It’s that time again. Time I write another post. Please just get me out of this hell hole. I no longer want to live at my parents house. Idc where I live next but anywhere is better then here. I applied for the DSP and it sure as hell is taking a while to get here. Please free me from all the snobs that surround me. I want out.
Mum and Dad are not bad people, but I sure as hell wanna get a place away from them. They really get on my nerves and make me wanna project to la la land or something.
I do have my birthday party coming up, but right now I’m not even sure if I can look forward to that due to all my friends not giving a rats ass about it, as I’ll be the only one at the table.
Thing is, every time I wanna create an event I get all this bullshit from the people I invite.
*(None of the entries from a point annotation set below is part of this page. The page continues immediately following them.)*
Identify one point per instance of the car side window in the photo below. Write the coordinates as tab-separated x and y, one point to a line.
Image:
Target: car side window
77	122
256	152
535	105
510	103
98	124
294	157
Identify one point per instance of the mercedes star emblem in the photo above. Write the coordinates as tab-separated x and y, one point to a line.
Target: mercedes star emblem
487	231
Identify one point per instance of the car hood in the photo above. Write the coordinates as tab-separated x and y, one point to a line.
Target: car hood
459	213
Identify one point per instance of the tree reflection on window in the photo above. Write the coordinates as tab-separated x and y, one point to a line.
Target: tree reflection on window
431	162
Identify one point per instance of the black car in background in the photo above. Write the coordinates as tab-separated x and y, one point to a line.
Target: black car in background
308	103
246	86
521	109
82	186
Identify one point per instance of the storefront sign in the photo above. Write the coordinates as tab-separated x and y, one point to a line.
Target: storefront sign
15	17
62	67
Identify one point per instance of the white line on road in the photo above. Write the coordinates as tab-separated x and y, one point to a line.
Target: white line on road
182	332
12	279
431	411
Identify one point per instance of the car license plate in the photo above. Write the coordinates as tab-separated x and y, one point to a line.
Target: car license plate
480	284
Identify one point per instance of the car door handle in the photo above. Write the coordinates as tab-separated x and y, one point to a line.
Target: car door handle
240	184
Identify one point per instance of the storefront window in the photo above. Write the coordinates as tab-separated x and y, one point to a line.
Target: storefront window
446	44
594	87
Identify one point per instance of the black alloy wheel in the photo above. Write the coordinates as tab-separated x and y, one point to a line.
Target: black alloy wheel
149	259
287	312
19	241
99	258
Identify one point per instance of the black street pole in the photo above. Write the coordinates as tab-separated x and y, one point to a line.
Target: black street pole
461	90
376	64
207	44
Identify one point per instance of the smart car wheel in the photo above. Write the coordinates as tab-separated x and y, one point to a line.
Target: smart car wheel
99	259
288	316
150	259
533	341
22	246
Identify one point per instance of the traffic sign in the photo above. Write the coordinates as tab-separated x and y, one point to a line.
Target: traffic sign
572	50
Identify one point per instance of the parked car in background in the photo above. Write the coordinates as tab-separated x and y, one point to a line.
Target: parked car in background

I make things very clear and tell everyone everything they need to know, and I still get asked obvious questions, I get asked things time and time again that I have already explained on the chat/group/event page, I repeat myself, have to chase people up, put up with excuses, I get criticised for doing this and that wrong, people argue, or try to take control of the event, or they call the event “pointless.”
At least I’m going to the gym soon. At least then I’ll be away from it all. Even if it is short. It’s better then nothing.
Tomorrow, I may spend all day at the gym. To avoid the snobs that surround me in my house, and constantly try to put me down just because I’m unemployed.
Well, when I do get employed, you can all farewell me as I walk out the door with my suitcase.